The present invention discloses a kind of semantic association indexing means, adopts virtual document technology, and the magnanimity sex chromosome mosaicism solving semantic association index associates accuracy and the recall rate problem of retrieval with semanteme, reaches the effective index to extensive semantic association and retrieval. The present invention portrays the text-independent information of semantic association and the graph structure information in semantic correlation diagram by virtual document, and constantly expanded by iteration and obtain multistep overall situation virtual document, multistep overall situation virtual document is made to maintain the virtual document dependency that associate semantic with mesh lines in the process of expansion, avoid the retrieval precision decline blindly expanded and to cause, it is to increase the feasibility of semantic association index in extensive semantic data and efficiency.

Description

A kind of semantic association indexing means
Technical field
The invention belongs to information retrieval field, it relates to a kind of semantic association indexing means.
Background technology
Along with semantic net nearly ten years flourish, online semantic data is more and more abundanter, and huge semantic data collection constitutes the net of the data of a numerous and complicated. Semantic search in semantic net mainly pays close attention to the semantic association between semantic object and object, and the target of semantic association retrieval helps user to find and understand contact direct or indirect between the object lain among magnanimity semantic data.
In research of semantic web field, semantic association is generally defined as object relation direct or indirect in resource description framework figure. The mode in oriented path in graph theory is continued to use in the modeling associated by semanteme usually, and for given two objects, the process that semantic association finds is the one or more the shortest or more short-circuit footpath finding object fast in resource description framework figure.
The development that the research of semantic association experiences 10 years has achieved certain achievement, but correlation technique still also exists deficiency. Still there is limitation based on the semantic relationship model in semantic path in tradition: object semantic association between any two can only be portrayed in the semantic path of (1) tradition, and each semantic association is independent mutually, cannot unify, the complicated association between multiple object cannot be portrayed, but what in fact multiple object was a large amount of is present in true semantic data, it should unified as a whole semantic association; (2) typicalness of semantic association do not considered by semantic path model, whether the semantic path namely having between two objects of semantic association also appears in other semantic association, under many circumstances, ordinary, unimportant semantic path merely illustrates the connection of two objects in resource description framework figure, does not represent the semantic association existing between two objects and having meaning. (3) the semantic index of association, the research of search method is lacked at present.

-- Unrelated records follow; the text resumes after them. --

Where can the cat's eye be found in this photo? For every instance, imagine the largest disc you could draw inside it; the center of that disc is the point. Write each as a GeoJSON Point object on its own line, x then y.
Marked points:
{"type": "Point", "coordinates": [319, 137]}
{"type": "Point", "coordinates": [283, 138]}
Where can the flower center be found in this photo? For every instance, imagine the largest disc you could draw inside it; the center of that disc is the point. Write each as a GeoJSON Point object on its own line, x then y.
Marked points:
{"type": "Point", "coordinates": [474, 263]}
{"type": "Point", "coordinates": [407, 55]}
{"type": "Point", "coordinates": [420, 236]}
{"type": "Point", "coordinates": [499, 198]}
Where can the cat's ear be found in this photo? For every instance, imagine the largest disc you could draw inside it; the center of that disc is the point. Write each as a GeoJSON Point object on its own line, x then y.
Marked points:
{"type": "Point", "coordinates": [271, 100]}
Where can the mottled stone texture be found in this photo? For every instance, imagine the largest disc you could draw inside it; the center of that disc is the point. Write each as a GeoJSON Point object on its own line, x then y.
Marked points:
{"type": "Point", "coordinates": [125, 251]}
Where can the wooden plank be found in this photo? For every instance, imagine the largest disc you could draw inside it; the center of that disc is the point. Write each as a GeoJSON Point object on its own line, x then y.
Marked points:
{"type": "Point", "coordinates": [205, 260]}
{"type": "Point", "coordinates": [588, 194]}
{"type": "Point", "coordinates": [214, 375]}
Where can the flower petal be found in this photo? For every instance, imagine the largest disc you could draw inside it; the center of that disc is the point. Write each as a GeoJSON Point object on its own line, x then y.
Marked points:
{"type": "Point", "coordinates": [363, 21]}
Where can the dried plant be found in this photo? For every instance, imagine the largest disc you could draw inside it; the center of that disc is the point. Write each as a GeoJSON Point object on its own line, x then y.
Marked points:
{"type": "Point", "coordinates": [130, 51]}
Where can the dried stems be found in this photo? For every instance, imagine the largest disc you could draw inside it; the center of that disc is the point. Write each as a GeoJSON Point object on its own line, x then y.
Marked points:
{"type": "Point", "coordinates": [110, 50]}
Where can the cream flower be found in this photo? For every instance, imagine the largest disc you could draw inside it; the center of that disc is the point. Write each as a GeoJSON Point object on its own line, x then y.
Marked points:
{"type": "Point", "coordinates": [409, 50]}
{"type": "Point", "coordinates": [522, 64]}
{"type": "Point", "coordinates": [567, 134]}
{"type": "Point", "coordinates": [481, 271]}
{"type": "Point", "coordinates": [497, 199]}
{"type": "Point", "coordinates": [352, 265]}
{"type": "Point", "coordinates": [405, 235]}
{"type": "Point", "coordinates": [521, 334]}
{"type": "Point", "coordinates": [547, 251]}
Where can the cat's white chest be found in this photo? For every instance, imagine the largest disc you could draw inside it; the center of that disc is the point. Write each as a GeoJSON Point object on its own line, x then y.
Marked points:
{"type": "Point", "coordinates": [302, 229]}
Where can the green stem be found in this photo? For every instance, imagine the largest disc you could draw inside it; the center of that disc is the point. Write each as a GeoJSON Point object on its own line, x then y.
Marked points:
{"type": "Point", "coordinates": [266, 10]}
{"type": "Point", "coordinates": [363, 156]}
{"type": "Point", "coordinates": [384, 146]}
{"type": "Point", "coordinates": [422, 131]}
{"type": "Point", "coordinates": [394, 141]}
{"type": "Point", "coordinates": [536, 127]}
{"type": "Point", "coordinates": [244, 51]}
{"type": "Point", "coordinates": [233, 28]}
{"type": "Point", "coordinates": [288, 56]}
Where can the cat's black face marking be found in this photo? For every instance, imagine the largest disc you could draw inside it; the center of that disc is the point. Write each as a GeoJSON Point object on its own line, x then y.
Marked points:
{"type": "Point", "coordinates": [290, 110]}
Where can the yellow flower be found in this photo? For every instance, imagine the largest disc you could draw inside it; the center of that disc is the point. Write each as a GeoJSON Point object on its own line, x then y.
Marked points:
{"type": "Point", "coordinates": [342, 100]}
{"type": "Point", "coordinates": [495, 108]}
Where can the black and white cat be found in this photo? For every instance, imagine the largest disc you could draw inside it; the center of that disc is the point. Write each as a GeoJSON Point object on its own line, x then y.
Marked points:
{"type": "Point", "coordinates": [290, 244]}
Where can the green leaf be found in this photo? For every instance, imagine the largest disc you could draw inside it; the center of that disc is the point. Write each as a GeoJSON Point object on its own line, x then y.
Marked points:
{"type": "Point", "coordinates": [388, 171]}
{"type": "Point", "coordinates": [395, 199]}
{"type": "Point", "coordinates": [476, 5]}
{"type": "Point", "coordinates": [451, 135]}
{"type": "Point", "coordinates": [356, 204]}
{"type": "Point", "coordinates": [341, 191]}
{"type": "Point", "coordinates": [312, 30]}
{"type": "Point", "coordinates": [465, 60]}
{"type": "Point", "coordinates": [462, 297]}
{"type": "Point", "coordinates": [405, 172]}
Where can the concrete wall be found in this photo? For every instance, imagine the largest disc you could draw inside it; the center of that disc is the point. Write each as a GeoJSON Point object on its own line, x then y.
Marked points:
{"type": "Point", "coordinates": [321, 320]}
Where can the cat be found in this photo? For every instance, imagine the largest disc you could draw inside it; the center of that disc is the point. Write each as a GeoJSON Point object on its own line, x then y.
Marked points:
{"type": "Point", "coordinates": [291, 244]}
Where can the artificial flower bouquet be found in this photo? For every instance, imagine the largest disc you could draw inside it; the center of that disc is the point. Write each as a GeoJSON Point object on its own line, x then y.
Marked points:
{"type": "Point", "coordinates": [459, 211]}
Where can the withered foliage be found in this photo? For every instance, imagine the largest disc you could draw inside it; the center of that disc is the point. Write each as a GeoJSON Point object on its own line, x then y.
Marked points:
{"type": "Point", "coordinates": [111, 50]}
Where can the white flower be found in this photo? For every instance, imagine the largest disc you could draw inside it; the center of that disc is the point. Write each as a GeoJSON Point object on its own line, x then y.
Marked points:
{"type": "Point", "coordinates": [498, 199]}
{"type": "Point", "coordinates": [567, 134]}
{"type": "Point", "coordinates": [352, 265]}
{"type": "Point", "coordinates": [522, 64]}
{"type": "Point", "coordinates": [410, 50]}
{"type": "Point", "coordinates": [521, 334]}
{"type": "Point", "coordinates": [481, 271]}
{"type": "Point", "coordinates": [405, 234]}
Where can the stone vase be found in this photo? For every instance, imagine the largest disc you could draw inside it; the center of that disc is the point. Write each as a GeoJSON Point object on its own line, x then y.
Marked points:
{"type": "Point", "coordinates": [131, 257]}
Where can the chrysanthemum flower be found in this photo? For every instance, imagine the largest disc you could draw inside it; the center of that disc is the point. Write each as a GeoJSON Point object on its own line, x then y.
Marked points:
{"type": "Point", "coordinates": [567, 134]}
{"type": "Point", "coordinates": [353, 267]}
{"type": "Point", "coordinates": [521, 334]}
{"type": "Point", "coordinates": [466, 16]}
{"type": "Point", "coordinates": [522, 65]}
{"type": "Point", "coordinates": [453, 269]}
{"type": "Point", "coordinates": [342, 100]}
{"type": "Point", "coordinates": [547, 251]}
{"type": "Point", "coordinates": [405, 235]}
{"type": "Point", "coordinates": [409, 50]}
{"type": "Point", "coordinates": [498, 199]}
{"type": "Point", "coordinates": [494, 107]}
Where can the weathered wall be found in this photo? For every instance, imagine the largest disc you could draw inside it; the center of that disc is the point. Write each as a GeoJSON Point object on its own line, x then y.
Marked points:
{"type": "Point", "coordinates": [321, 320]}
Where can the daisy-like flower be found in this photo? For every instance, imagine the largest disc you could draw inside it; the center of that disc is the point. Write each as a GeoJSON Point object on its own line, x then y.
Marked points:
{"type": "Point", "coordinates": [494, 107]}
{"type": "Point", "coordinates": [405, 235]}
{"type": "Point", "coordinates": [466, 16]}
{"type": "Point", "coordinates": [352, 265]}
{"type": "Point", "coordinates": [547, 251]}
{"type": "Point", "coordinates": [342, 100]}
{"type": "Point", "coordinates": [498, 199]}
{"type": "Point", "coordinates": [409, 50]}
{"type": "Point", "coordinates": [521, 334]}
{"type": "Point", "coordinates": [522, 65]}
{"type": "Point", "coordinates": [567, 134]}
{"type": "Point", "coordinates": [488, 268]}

The existing semantic more difficult extensive semantic data of correlating method indexing means. Along with the development of semanteme net, a large amount of extensive semantic data collection occurred, its scale has exceeded 1,000,000 tlv triple, under such data scale, no matter is that path indexing technology or traditional index of the picture technology all are difficult to realize effective index. Tradition index of the picture algorithm has used for reference the Mining Algorithms of Frequent Patterns in data mining, first by the Frequent Pattern Mining in figure out, frequent mode carrying out the serializing of figure again and index, the complexity of this algorithm mostly is exponential, is not therefore suitable for the index of magnanimity semanteme association.
Summary of the invention
Technical problem:The present invention provides a kind of efficient, simply semantic association indexing means of retrieval model.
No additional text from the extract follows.